|Broadband and cell coverage (click image to enlarge)|
"This project takes an effective look—broad and deep—at the kind of digital access so many people take for granted. Breaking the series into past/present, current workarounds and what's next was very effective," judges said. "The writing is detailed and clear; the voices do an able job at helping the reporter tell the story."
Fifteen years ago Sprint proposed erecting seven towers and five years ago AT&T proposed a project that would have provided coverage to about another 20 percent of the county’s households, Randy Rieland reported in the first story in the series.

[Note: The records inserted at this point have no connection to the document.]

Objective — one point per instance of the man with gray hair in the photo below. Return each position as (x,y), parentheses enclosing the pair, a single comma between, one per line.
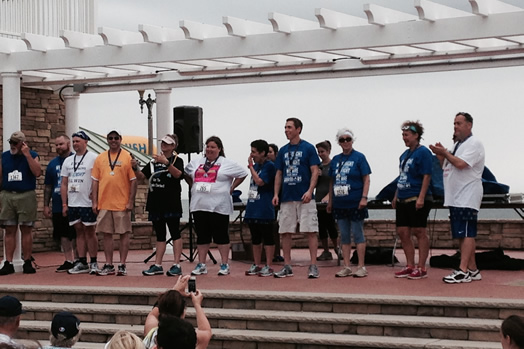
(18,172)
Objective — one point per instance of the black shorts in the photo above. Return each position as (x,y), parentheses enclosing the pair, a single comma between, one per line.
(408,216)
(61,227)
(211,227)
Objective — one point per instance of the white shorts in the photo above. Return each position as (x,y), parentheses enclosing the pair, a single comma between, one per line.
(295,212)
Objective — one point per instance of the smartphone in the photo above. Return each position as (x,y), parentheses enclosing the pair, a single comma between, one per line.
(191,285)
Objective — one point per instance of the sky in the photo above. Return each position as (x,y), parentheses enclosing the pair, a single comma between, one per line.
(373,107)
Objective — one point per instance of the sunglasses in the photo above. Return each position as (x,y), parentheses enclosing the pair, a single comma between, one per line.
(410,128)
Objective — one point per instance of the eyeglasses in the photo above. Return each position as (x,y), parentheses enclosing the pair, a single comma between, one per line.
(410,128)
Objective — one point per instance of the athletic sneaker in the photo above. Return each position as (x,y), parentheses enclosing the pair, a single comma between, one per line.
(418,274)
(200,269)
(175,270)
(93,268)
(475,275)
(79,268)
(7,269)
(457,277)
(122,270)
(404,273)
(266,271)
(153,270)
(325,256)
(361,272)
(108,269)
(346,271)
(253,270)
(313,272)
(27,268)
(284,272)
(224,269)
(65,267)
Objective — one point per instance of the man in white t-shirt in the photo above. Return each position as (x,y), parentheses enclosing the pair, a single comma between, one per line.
(462,172)
(75,191)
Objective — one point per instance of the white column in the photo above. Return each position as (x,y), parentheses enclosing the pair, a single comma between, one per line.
(71,118)
(11,123)
(164,115)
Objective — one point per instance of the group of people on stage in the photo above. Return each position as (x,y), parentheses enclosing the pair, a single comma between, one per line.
(95,194)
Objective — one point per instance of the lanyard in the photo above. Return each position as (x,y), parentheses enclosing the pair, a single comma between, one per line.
(113,164)
(75,167)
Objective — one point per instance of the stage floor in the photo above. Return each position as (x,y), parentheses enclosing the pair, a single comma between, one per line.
(495,283)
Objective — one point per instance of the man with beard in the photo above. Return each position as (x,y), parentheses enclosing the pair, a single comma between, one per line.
(18,172)
(61,229)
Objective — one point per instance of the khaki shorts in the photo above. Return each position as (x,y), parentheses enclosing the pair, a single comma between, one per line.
(295,212)
(113,222)
(18,208)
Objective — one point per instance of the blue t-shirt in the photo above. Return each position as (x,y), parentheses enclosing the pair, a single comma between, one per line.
(413,166)
(295,161)
(53,178)
(259,206)
(16,174)
(347,172)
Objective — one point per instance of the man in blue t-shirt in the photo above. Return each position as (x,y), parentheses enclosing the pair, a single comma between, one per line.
(62,231)
(18,173)
(297,173)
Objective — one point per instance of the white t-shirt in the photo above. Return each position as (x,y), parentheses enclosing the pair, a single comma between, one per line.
(77,169)
(210,190)
(463,188)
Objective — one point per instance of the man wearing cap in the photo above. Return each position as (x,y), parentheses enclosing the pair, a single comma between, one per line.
(77,205)
(65,330)
(61,229)
(10,311)
(18,172)
(113,196)
(164,203)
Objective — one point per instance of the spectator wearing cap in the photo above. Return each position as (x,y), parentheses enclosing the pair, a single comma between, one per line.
(61,229)
(75,191)
(10,311)
(113,195)
(18,172)
(65,331)
(164,203)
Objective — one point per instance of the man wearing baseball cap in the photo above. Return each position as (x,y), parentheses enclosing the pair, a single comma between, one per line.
(10,311)
(113,195)
(18,172)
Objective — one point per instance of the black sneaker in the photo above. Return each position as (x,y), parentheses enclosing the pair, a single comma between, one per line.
(7,269)
(65,267)
(28,267)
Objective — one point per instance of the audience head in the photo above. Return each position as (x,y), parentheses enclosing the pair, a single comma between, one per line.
(175,333)
(512,332)
(125,340)
(65,330)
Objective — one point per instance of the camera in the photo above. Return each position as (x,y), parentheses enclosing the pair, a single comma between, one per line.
(191,285)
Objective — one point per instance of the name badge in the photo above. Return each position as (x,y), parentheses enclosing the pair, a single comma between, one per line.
(14,176)
(341,190)
(203,187)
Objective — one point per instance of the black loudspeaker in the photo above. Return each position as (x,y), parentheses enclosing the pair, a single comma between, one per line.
(188,128)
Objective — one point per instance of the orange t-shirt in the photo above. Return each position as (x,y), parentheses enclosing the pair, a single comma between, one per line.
(114,185)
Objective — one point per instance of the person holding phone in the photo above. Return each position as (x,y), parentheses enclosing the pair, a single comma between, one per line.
(18,173)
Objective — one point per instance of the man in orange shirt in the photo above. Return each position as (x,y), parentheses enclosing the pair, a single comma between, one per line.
(113,195)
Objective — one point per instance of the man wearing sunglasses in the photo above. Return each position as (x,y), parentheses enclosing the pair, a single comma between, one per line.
(113,196)
(462,172)
(18,173)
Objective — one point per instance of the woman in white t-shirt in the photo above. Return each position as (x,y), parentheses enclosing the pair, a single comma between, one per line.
(213,178)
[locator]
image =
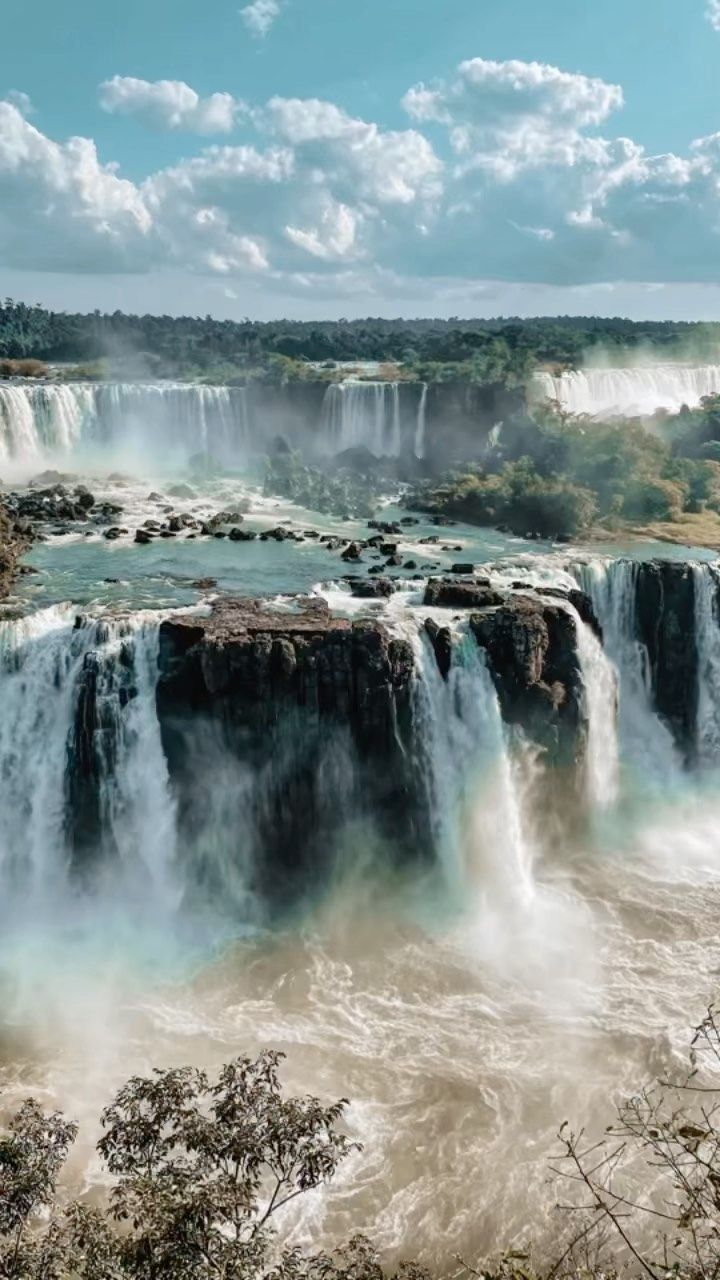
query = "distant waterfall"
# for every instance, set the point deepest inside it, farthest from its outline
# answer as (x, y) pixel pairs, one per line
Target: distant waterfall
(600, 679)
(369, 415)
(40, 420)
(81, 750)
(646, 741)
(361, 415)
(707, 641)
(422, 423)
(632, 392)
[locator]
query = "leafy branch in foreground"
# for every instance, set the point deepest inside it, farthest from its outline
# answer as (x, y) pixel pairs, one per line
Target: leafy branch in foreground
(648, 1192)
(203, 1166)
(201, 1169)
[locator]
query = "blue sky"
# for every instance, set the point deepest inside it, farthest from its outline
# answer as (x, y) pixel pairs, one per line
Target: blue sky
(323, 158)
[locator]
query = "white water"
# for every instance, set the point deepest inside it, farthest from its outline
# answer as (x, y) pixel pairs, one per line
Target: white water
(600, 679)
(420, 430)
(42, 662)
(40, 421)
(461, 1055)
(368, 415)
(707, 641)
(473, 782)
(647, 743)
(632, 392)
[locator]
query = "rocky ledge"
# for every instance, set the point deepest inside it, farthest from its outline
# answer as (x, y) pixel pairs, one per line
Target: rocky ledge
(249, 653)
(14, 540)
(315, 712)
(532, 649)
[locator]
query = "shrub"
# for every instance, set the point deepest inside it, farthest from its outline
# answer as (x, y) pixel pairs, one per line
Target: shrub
(654, 499)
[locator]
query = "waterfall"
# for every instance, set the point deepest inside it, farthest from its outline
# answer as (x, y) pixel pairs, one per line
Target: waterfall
(474, 786)
(422, 423)
(707, 640)
(40, 420)
(81, 752)
(361, 415)
(600, 679)
(646, 741)
(632, 392)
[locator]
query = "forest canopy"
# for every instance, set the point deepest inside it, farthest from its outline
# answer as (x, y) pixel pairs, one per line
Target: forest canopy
(495, 350)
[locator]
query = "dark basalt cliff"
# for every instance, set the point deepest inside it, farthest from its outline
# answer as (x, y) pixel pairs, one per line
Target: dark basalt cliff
(532, 649)
(665, 604)
(317, 714)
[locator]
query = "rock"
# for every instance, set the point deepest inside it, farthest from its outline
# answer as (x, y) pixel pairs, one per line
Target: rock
(46, 479)
(378, 589)
(83, 497)
(441, 640)
(665, 599)
(13, 544)
(474, 594)
(351, 552)
(290, 696)
(533, 658)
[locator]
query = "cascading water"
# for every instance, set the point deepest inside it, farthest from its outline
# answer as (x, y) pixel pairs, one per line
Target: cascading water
(602, 771)
(420, 430)
(58, 420)
(81, 754)
(707, 641)
(368, 415)
(473, 782)
(646, 741)
(633, 392)
(361, 415)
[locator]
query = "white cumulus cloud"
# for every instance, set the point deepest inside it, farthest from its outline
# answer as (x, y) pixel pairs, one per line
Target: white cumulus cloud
(260, 16)
(510, 115)
(171, 105)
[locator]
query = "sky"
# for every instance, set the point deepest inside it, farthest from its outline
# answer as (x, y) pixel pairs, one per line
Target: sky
(327, 159)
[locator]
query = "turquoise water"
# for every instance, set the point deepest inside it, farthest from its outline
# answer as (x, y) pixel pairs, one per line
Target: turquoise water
(91, 571)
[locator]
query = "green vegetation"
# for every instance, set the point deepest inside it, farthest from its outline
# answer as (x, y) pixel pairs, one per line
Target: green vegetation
(433, 350)
(554, 474)
(201, 1168)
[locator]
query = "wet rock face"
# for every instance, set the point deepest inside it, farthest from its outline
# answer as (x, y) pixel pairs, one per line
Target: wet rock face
(665, 603)
(16, 538)
(314, 712)
(532, 649)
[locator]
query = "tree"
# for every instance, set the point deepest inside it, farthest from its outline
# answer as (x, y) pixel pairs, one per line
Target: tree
(201, 1168)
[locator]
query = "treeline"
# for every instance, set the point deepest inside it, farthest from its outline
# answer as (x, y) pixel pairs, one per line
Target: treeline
(195, 346)
(556, 475)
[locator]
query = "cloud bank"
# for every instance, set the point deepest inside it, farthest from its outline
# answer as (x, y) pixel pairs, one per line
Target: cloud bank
(504, 172)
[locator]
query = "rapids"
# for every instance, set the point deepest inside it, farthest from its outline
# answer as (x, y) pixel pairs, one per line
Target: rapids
(528, 973)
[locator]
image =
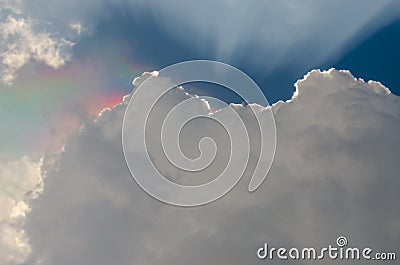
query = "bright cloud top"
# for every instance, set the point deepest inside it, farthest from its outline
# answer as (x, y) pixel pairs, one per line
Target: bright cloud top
(335, 172)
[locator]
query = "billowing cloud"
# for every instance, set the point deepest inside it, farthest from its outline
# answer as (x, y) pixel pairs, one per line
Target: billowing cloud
(20, 181)
(24, 39)
(335, 173)
(284, 32)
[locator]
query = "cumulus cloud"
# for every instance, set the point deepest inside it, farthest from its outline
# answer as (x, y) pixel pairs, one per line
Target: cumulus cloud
(23, 41)
(20, 181)
(308, 33)
(335, 173)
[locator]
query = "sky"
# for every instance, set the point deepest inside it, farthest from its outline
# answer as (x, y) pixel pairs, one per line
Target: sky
(64, 62)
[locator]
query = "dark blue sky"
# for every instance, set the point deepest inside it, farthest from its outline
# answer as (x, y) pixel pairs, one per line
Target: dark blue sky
(375, 57)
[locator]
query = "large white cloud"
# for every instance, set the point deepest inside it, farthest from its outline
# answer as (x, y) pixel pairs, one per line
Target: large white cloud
(335, 173)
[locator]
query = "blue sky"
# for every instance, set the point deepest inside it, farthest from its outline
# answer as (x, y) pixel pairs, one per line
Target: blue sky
(371, 53)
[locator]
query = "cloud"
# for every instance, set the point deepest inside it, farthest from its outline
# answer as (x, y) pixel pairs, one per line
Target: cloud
(335, 173)
(307, 33)
(23, 41)
(20, 181)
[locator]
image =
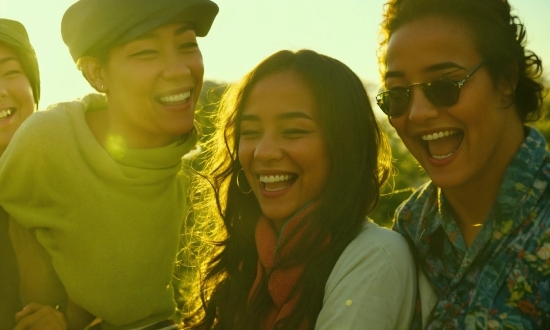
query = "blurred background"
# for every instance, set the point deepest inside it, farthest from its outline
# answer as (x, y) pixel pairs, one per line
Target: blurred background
(246, 31)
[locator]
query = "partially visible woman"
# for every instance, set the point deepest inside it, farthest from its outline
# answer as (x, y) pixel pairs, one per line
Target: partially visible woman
(19, 95)
(293, 170)
(98, 204)
(460, 89)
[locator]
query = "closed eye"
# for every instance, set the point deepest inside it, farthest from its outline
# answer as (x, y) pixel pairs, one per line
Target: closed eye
(188, 46)
(146, 53)
(249, 133)
(294, 133)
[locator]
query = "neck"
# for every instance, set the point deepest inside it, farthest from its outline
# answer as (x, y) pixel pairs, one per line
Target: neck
(108, 130)
(472, 201)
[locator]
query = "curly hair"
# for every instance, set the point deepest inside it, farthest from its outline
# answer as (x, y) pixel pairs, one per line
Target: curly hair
(359, 162)
(499, 35)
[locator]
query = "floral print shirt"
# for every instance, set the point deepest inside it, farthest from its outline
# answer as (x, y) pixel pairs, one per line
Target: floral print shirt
(502, 281)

Neither panned out and "the result is that today cell and broadband service in Rappahannock is not much different than it was 15 years ago."
|Rappahannock County (Wikipedia map)|
The third story by Rieland, looked at the future, and examineed a 2016 county-wide survey sent to every household—that got an unprecedented 42 percent response rate (1,362 out of 3,258)—that found that the top two issues of concern, not surprisingly, were internet service and cell phone coverage. The survey and Rieland's work were funded by the Foothills Forum, a local non-profit that also funded a summer intern to work on series reporting team, which also included the group's chair, Larry "Bud" Meyer" and the chair of the group's advisory committee, former Washington Post ombudsman Andy Alexander.